The ADSL way seems to have the attitude of "well, you have to have a landline anyway, so what's the problem?", but as originally posted, with VOIP you DON'T have to have a landline.

This does make the Unlimitd BB offers (over £25.month) seem very expensive.


You're right about the suppliers, I work for EDF Energy and therefore (with very few exeptions) if you live in the south-east of England your electricty comes through our equipment and cables no matter who your 'supplier' is.

  Chegs ®™ 12:14 10 Jan 2006

"Surely if a company provides a line to your premises, and an exchange and distribution system to enable it to interface with the rest of the world, and a support and repair service for it, they are entitled to expect payment for such a service?"


I have frequently been left with no internet/phone as BT in their majesty turned off my phone-line.I contacted BT to be told there's a fault on the line(patently not,as my phone/ADSL were working fine prior to their meddling)and it would be a few days before it would be fixed.A week later,still no phone I contact BT again and am then informed we owe them money.This,despite us having kept the receipts to prove otherwise.We had to pay to get a phone back on,then pay my 1st ISP a reconnection charge.I refused as the initial disconnection was not of our making and switched ISP.When several months later,the exact same thing occurred,I again contacted BT and again was told there's a line fault,and again a week later still had no phone.Yet again,BT were demanding payment for an outstanding bill and once again we had the receipts to prove otherwise.My 2nd ISP reconnected my ADSL without charge as they agreed it was a BT generated problem.When BT did it a third time,my ISP took on BT and we were able to simply wait.We got the phone back on a week later.

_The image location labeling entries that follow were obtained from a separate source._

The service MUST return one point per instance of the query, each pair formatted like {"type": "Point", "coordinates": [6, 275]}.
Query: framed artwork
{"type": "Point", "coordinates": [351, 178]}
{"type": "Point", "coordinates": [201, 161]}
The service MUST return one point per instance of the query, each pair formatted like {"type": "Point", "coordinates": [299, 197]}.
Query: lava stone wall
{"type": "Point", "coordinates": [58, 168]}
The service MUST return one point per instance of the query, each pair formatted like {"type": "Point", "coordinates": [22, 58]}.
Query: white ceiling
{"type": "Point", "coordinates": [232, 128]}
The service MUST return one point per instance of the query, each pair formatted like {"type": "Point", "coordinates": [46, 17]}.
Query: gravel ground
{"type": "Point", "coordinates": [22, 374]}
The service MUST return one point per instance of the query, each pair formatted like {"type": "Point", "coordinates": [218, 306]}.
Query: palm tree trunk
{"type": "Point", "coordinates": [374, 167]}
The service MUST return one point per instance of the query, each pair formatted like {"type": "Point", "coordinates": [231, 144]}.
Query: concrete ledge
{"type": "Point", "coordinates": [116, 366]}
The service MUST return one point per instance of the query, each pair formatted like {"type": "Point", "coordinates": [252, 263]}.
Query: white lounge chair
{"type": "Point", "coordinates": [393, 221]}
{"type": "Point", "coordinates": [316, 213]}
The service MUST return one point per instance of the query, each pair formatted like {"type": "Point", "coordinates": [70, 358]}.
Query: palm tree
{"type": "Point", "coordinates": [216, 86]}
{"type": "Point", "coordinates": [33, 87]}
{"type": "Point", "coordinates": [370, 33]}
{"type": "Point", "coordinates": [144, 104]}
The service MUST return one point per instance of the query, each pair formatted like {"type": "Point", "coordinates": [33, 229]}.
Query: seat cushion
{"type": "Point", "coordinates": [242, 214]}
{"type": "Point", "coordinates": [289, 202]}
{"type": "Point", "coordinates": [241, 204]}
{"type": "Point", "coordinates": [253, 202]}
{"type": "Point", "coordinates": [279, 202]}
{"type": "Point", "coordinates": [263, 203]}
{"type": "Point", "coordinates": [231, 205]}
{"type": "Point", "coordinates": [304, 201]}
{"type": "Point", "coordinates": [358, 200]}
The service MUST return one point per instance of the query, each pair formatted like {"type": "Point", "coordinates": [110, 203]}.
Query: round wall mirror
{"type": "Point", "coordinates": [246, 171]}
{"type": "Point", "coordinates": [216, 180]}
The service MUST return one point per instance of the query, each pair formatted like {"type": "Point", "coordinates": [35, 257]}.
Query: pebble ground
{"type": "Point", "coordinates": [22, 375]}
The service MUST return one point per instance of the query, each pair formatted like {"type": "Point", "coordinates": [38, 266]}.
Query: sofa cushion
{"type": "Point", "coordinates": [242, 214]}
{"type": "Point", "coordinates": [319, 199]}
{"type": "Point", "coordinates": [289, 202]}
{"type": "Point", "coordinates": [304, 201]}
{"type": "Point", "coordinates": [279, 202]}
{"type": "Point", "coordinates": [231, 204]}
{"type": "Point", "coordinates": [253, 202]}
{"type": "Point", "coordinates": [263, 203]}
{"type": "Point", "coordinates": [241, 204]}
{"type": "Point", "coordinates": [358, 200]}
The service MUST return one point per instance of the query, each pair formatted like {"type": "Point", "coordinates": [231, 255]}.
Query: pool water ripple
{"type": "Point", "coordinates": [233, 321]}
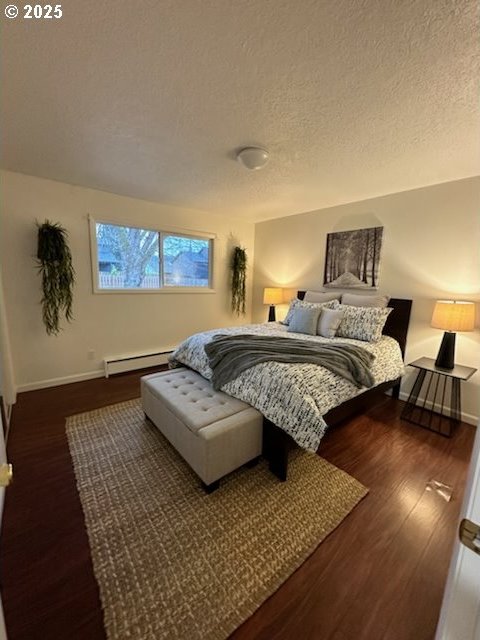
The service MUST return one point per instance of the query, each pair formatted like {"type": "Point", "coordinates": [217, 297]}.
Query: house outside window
{"type": "Point", "coordinates": [135, 259]}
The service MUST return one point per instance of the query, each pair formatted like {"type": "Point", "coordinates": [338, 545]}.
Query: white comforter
{"type": "Point", "coordinates": [292, 396]}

Then I moved house,and shortly after getting the phone on here,BT turned off the line.I ended up without a phone that time for over 6mths as BT refused to reconnect it until we repaid an outstanding bill for the second time.Anyone see a pattern here?

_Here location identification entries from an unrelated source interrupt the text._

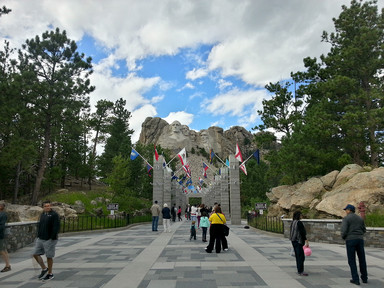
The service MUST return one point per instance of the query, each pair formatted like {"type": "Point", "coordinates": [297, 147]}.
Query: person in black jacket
{"type": "Point", "coordinates": [298, 236]}
{"type": "Point", "coordinates": [47, 237]}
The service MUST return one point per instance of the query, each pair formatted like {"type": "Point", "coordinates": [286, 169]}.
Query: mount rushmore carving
{"type": "Point", "coordinates": [175, 136]}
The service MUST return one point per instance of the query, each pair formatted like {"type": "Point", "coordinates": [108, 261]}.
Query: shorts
{"type": "Point", "coordinates": [3, 245]}
{"type": "Point", "coordinates": [46, 247]}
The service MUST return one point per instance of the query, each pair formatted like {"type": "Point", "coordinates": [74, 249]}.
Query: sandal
{"type": "Point", "coordinates": [6, 269]}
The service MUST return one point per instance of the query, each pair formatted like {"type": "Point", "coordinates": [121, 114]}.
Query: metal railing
{"type": "Point", "coordinates": [266, 223]}
{"type": "Point", "coordinates": [89, 223]}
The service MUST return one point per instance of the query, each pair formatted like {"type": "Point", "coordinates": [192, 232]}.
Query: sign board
{"type": "Point", "coordinates": [113, 206]}
{"type": "Point", "coordinates": [260, 206]}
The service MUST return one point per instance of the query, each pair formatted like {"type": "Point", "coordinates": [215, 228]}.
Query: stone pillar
{"type": "Point", "coordinates": [167, 187]}
{"type": "Point", "coordinates": [234, 184]}
{"type": "Point", "coordinates": [224, 191]}
{"type": "Point", "coordinates": [158, 183]}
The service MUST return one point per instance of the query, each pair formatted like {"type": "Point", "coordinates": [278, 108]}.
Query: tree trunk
{"type": "Point", "coordinates": [17, 183]}
{"type": "Point", "coordinates": [43, 163]}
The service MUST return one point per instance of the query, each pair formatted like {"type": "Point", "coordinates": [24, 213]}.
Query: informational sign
{"type": "Point", "coordinates": [261, 206]}
{"type": "Point", "coordinates": [113, 206]}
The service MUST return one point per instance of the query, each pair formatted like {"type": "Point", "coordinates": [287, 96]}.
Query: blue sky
{"type": "Point", "coordinates": [203, 63]}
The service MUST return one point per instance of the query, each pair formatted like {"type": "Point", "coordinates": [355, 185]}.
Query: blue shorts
{"type": "Point", "coordinates": [3, 245]}
{"type": "Point", "coordinates": [46, 247]}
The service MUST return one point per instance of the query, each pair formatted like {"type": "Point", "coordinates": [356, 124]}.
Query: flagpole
{"type": "Point", "coordinates": [171, 159]}
{"type": "Point", "coordinates": [221, 160]}
{"type": "Point", "coordinates": [248, 158]}
{"type": "Point", "coordinates": [143, 158]}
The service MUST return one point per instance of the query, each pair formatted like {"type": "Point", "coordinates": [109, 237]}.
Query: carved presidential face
{"type": "Point", "coordinates": [185, 130]}
{"type": "Point", "coordinates": [175, 127]}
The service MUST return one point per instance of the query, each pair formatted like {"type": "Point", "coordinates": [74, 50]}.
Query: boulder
{"type": "Point", "coordinates": [365, 186]}
{"type": "Point", "coordinates": [328, 195]}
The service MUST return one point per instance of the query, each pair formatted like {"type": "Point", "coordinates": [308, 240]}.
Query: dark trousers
{"type": "Point", "coordinates": [204, 233]}
{"type": "Point", "coordinates": [299, 255]}
{"type": "Point", "coordinates": [356, 246]}
{"type": "Point", "coordinates": [215, 234]}
{"type": "Point", "coordinates": [155, 222]}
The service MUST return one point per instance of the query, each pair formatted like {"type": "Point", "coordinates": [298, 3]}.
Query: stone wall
{"type": "Point", "coordinates": [329, 231]}
{"type": "Point", "coordinates": [22, 234]}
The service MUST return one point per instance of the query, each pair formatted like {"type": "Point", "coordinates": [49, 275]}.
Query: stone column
{"type": "Point", "coordinates": [158, 183]}
{"type": "Point", "coordinates": [167, 187]}
{"type": "Point", "coordinates": [224, 192]}
{"type": "Point", "coordinates": [234, 184]}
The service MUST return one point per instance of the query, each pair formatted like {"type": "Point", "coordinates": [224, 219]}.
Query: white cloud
{"type": "Point", "coordinates": [196, 73]}
{"type": "Point", "coordinates": [138, 117]}
{"type": "Point", "coordinates": [258, 41]}
{"type": "Point", "coordinates": [183, 117]}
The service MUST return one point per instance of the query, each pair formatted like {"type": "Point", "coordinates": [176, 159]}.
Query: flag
{"type": "Point", "coordinates": [238, 155]}
{"type": "Point", "coordinates": [204, 173]}
{"type": "Point", "coordinates": [211, 156]}
{"type": "Point", "coordinates": [134, 154]}
{"type": "Point", "coordinates": [183, 156]}
{"type": "Point", "coordinates": [156, 154]}
{"type": "Point", "coordinates": [187, 170]}
{"type": "Point", "coordinates": [257, 156]}
{"type": "Point", "coordinates": [242, 167]}
{"type": "Point", "coordinates": [149, 170]}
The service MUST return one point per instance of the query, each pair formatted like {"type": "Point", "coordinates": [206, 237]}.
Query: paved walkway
{"type": "Point", "coordinates": [138, 257]}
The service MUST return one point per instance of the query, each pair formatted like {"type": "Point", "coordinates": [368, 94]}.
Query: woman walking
{"type": "Point", "coordinates": [298, 237]}
{"type": "Point", "coordinates": [216, 232]}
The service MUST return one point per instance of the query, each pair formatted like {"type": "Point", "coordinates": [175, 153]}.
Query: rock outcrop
{"type": "Point", "coordinates": [328, 195]}
{"type": "Point", "coordinates": [175, 136]}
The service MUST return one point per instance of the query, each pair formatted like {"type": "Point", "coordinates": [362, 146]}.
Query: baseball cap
{"type": "Point", "coordinates": [350, 207]}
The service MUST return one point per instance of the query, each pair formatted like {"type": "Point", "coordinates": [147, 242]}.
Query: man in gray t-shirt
{"type": "Point", "coordinates": [352, 231]}
{"type": "Point", "coordinates": [155, 210]}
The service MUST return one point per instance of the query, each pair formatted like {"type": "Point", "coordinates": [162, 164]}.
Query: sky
{"type": "Point", "coordinates": [201, 62]}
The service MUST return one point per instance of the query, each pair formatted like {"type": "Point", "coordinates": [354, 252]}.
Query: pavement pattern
{"type": "Point", "coordinates": [140, 258]}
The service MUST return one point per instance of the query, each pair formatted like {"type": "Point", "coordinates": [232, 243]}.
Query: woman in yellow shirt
{"type": "Point", "coordinates": [216, 231]}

Since switching to my ISP as "provider" we have had no switch-off's,so I feel highly miffed at having to pay anything to BT for line-rental.

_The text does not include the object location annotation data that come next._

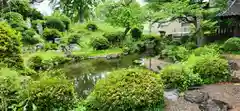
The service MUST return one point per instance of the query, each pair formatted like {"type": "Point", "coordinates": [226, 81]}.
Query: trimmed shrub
{"type": "Point", "coordinates": [114, 38]}
{"type": "Point", "coordinates": [175, 53]}
{"type": "Point", "coordinates": [178, 76]}
{"type": "Point", "coordinates": [66, 21]}
{"type": "Point", "coordinates": [133, 89]}
{"type": "Point", "coordinates": [232, 44]}
{"type": "Point", "coordinates": [10, 47]}
{"type": "Point", "coordinates": [92, 27]}
{"type": "Point", "coordinates": [9, 86]}
{"type": "Point", "coordinates": [205, 51]}
{"type": "Point", "coordinates": [100, 43]}
{"type": "Point", "coordinates": [48, 94]}
{"type": "Point", "coordinates": [136, 33]}
{"type": "Point", "coordinates": [211, 69]}
{"type": "Point", "coordinates": [55, 23]}
{"type": "Point", "coordinates": [74, 38]}
{"type": "Point", "coordinates": [51, 34]}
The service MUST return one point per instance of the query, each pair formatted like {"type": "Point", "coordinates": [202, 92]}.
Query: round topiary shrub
{"type": "Point", "coordinates": [178, 76]}
{"type": "Point", "coordinates": [232, 44]}
{"type": "Point", "coordinates": [10, 47]}
{"type": "Point", "coordinates": [100, 43]}
{"type": "Point", "coordinates": [133, 89]}
{"type": "Point", "coordinates": [55, 23]}
{"type": "Point", "coordinates": [51, 34]}
{"type": "Point", "coordinates": [114, 38]}
{"type": "Point", "coordinates": [92, 27]}
{"type": "Point", "coordinates": [205, 51]}
{"type": "Point", "coordinates": [136, 33]}
{"type": "Point", "coordinates": [212, 69]}
{"type": "Point", "coordinates": [48, 94]}
{"type": "Point", "coordinates": [74, 38]}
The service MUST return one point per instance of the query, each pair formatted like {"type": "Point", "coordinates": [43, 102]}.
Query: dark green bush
{"type": "Point", "coordinates": [51, 34]}
{"type": "Point", "coordinates": [9, 86]}
{"type": "Point", "coordinates": [205, 50]}
{"type": "Point", "coordinates": [48, 94]}
{"type": "Point", "coordinates": [29, 37]}
{"type": "Point", "coordinates": [136, 33]}
{"type": "Point", "coordinates": [115, 38]}
{"type": "Point", "coordinates": [55, 23]}
{"type": "Point", "coordinates": [175, 53]}
{"type": "Point", "coordinates": [74, 38]}
{"type": "Point", "coordinates": [212, 69]}
{"type": "Point", "coordinates": [178, 76]}
{"type": "Point", "coordinates": [126, 90]}
{"type": "Point", "coordinates": [232, 44]}
{"type": "Point", "coordinates": [66, 21]}
{"type": "Point", "coordinates": [100, 43]}
{"type": "Point", "coordinates": [10, 47]}
{"type": "Point", "coordinates": [92, 27]}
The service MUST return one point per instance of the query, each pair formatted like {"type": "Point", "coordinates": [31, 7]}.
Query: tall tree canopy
{"type": "Point", "coordinates": [77, 8]}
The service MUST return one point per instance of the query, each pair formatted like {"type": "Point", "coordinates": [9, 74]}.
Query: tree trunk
{"type": "Point", "coordinates": [81, 15]}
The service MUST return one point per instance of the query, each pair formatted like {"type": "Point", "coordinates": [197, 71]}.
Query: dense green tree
{"type": "Point", "coordinates": [125, 13]}
{"type": "Point", "coordinates": [77, 8]}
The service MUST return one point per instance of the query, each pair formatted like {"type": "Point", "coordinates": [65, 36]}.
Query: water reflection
{"type": "Point", "coordinates": [88, 72]}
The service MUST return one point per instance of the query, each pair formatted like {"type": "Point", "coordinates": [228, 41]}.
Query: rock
{"type": "Point", "coordinates": [196, 96]}
{"type": "Point", "coordinates": [214, 105]}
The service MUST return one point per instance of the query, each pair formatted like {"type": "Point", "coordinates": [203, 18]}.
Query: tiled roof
{"type": "Point", "coordinates": [233, 9]}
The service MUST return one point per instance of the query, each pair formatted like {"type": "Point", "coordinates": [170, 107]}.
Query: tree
{"type": "Point", "coordinates": [188, 11]}
{"type": "Point", "coordinates": [77, 8]}
{"type": "Point", "coordinates": [125, 13]}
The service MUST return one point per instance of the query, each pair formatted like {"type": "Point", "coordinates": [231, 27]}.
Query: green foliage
{"type": "Point", "coordinates": [211, 69]}
{"type": "Point", "coordinates": [55, 23]}
{"type": "Point", "coordinates": [30, 37]}
{"type": "Point", "coordinates": [136, 33]}
{"type": "Point", "coordinates": [126, 90]}
{"type": "Point", "coordinates": [100, 43]}
{"type": "Point", "coordinates": [48, 94]}
{"type": "Point", "coordinates": [74, 38]}
{"type": "Point", "coordinates": [178, 76]}
{"type": "Point", "coordinates": [51, 34]}
{"type": "Point", "coordinates": [232, 44]}
{"type": "Point", "coordinates": [175, 53]}
{"type": "Point", "coordinates": [9, 87]}
{"type": "Point", "coordinates": [115, 38]}
{"type": "Point", "coordinates": [10, 47]}
{"type": "Point", "coordinates": [92, 27]}
{"type": "Point", "coordinates": [205, 50]}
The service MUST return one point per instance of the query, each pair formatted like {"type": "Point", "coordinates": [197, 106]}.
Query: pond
{"type": "Point", "coordinates": [88, 72]}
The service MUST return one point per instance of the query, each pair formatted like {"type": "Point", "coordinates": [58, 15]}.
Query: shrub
{"type": "Point", "coordinates": [136, 33]}
{"type": "Point", "coordinates": [100, 43]}
{"type": "Point", "coordinates": [51, 34]}
{"type": "Point", "coordinates": [10, 47]}
{"type": "Point", "coordinates": [48, 94]}
{"type": "Point", "coordinates": [212, 69]}
{"type": "Point", "coordinates": [92, 27]}
{"type": "Point", "coordinates": [232, 44]}
{"type": "Point", "coordinates": [9, 86]}
{"type": "Point", "coordinates": [175, 53]}
{"type": "Point", "coordinates": [66, 21]}
{"type": "Point", "coordinates": [114, 38]}
{"type": "Point", "coordinates": [205, 50]}
{"type": "Point", "coordinates": [55, 23]}
{"type": "Point", "coordinates": [178, 76]}
{"type": "Point", "coordinates": [74, 38]}
{"type": "Point", "coordinates": [30, 38]}
{"type": "Point", "coordinates": [126, 90]}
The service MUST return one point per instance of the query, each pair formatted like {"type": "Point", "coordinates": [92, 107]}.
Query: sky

  amonra 19:53 10 Jan 2006

The line rental you pay to BT is to cover the cost of providing and maintaining a pair of copper wires from your house back to the exchange. This charge is fixed and does not depend on how far you live from the exchange. Just imagine asking Onetel or NTL or any of the other providers to supply a telephone line to your address in the outer Hebrides or miles across Dartmoor, can you honestly believe they would even entertain the idea ? I know BT is not perfect, far from it, but they are trying to get away from the old dynasaur they were. Just wait till these new "providers" get control of the "last mile", fault clearance will be limited to sometime soon, when our spotty faced 17 year old is trained. !

  DieSse 21:10 10 Jan 2006

We all have experiences, good and bad, with the suppliers of all types of goods and serivces. With restect, taht's not the point - you get a service, you pay for it - that's a reasonable state of affairs AFAIK.

If you go to another copany for your ADSL, and they bundle up te line charge (and still they have to pay BT) - that's OK too. If you pay a company on top of the line charge just for the ADSL portion - well that's OK too. You do have a choice of who you pay and how you apy in most cases - it's down to personal choice. If some people charge different rates than others - that's what a free market is.

It's not down to BT to give a free service just because of the way other suppliers charge for other services over their lines.